Birdie was silent and wished she could think of something kind to say. But her hesitati
on caused Frank to thrust the last of the bread in his pocket with a despairing sigh.
‘But you’d be dead proud of our Pat,’ she rushed on. ‘Me and him talk of you all the time.’
‘It pains me to think of him,’ murmured Frank with a hitch to his voice. ‘He was no more than eleven when I left.’
‘He’s just like you, Frank, tall and strong. The PLA gave him a job in September. Got a messenger boy’s uniform, an’ all. Gives me three bob for his keep and rides a bicycle like the wind.’
Frank smiled. ‘Has he got a girl in tow?’
‘Says he’s going to travel the world first.’
‘Birdie, don’t let him think the worst of me for escapin’.’
‘He won’t do that, I promise.’
Birdie saw him turn away and draw his arm across his face. Then quickly he stood up, the wild look returning. ‘I’m goin’ now. I gotta stay ahead of the law.’
She stood too as he scooped the bundle of clothes under his arm. ‘Where will you go?’
‘I got somewhere in mind.’ He grinned.
‘A female is it, Francis Connor?

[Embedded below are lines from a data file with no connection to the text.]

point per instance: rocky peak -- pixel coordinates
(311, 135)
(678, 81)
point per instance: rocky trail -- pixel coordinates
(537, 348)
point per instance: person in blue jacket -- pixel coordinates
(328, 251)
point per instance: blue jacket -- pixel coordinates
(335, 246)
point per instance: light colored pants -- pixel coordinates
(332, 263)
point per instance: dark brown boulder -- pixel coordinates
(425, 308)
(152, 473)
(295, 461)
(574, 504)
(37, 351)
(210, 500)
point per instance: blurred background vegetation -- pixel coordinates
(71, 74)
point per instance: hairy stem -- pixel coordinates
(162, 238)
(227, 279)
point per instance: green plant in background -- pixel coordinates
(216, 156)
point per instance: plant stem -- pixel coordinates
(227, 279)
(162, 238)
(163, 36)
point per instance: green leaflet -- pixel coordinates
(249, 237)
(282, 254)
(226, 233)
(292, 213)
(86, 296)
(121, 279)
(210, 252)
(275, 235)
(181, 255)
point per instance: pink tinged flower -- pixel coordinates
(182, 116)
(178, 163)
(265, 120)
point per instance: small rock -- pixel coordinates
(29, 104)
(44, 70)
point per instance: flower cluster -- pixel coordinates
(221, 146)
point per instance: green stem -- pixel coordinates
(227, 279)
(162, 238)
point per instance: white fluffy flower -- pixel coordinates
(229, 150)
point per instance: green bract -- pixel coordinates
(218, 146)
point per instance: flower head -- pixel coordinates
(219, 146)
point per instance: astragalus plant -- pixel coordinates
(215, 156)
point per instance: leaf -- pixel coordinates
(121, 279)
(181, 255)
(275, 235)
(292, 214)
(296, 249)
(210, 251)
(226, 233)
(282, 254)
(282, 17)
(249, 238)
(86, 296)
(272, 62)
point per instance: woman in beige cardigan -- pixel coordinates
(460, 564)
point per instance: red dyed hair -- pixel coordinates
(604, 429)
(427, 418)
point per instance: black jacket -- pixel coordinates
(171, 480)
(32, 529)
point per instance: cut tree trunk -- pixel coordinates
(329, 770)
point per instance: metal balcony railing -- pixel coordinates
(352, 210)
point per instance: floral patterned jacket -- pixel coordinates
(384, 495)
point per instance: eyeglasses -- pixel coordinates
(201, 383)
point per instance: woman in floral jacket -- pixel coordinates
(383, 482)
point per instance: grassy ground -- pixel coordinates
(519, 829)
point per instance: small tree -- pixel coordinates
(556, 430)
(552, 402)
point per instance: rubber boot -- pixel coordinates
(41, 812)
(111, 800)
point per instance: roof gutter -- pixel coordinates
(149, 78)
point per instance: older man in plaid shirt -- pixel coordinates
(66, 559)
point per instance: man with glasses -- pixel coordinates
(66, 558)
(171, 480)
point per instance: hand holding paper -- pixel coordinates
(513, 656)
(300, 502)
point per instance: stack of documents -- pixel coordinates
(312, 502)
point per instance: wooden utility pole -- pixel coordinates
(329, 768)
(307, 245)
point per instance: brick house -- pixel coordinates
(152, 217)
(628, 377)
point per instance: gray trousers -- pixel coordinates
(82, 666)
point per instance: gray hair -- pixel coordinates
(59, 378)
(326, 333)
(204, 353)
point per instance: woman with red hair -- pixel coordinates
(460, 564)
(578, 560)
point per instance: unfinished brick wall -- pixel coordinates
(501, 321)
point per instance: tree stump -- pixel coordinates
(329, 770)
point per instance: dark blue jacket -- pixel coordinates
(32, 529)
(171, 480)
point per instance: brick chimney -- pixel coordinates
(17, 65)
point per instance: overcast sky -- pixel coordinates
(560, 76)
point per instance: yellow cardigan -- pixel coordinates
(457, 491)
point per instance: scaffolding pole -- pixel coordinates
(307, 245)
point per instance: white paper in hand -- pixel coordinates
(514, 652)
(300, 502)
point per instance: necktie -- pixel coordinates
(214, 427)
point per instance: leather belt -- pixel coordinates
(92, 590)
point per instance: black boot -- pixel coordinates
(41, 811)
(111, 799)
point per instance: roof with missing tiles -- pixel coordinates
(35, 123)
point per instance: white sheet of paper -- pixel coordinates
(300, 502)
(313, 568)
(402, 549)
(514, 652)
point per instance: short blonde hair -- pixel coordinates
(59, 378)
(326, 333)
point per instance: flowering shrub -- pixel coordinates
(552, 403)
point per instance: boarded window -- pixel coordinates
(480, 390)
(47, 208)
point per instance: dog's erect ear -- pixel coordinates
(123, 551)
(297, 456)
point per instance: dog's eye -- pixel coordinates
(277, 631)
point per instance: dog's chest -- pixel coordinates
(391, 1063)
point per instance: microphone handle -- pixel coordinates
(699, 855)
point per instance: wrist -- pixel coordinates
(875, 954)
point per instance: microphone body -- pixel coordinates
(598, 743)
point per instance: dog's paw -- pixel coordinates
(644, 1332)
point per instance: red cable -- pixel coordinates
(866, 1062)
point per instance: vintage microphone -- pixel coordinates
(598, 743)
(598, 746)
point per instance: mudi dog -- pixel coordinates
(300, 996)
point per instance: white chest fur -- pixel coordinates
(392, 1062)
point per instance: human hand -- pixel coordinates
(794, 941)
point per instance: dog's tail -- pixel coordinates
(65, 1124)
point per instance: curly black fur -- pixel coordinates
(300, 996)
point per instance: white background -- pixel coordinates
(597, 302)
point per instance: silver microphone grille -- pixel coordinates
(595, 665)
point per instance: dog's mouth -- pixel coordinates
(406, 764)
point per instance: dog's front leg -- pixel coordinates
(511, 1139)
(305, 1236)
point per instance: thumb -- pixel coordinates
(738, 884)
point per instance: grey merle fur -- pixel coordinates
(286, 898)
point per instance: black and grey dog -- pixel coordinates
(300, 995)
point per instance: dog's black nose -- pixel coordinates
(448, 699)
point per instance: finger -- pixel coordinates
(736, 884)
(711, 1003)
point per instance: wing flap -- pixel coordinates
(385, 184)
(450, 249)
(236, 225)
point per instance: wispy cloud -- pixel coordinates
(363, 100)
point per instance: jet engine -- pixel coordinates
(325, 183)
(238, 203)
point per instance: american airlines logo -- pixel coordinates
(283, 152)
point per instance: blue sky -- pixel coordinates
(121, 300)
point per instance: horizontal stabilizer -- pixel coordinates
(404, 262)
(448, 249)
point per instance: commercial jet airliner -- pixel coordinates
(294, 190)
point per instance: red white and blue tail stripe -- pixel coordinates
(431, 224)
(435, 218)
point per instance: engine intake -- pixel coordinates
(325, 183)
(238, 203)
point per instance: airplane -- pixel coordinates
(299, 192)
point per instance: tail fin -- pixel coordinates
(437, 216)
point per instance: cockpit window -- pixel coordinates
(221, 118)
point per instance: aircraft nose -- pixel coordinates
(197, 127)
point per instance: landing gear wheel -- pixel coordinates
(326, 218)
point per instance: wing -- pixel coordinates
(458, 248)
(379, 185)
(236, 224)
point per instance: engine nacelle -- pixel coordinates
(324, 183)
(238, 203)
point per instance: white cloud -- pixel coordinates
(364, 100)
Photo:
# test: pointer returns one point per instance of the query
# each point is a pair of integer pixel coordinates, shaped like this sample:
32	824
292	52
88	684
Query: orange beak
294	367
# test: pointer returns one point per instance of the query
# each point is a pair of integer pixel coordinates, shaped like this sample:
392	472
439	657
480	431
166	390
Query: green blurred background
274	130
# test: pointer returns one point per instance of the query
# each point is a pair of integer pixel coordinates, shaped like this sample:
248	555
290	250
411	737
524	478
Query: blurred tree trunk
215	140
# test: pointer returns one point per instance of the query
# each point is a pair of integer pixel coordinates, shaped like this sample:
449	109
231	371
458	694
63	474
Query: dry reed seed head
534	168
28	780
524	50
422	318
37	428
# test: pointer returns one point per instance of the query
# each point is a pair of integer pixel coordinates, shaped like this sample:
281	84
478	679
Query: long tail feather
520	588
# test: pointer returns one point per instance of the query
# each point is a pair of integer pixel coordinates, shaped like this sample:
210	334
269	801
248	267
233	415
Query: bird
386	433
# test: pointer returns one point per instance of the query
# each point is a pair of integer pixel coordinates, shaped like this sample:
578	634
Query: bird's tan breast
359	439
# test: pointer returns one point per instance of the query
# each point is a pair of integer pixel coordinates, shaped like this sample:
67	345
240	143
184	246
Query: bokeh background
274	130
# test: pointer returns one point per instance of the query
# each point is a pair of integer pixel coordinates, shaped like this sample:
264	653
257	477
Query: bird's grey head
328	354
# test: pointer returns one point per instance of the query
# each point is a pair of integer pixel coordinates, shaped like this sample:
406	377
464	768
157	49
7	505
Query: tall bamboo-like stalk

Oh, I hope you know what you’re doing. For you might have been Jack-the-lad once, but in your current state, very few will want anything to do with you.’ She knew that Frank had always been a lovable rascal, and liked nothing more than to take a pretty girl for a stroll of a Friday night. He had very little money to spend from his casual work in the docks. And he’d always given Birdie first claim for the housekeeping. But he once knew how to enjoy himself, and perhaps there was still someone – someone special and who he trusted from the old days – who would risk helping an old friend?
‘You’re not to fret over me, gel. I’ve got me next move sussed.’
‘But how will I know where you are?’ she asked worriedly.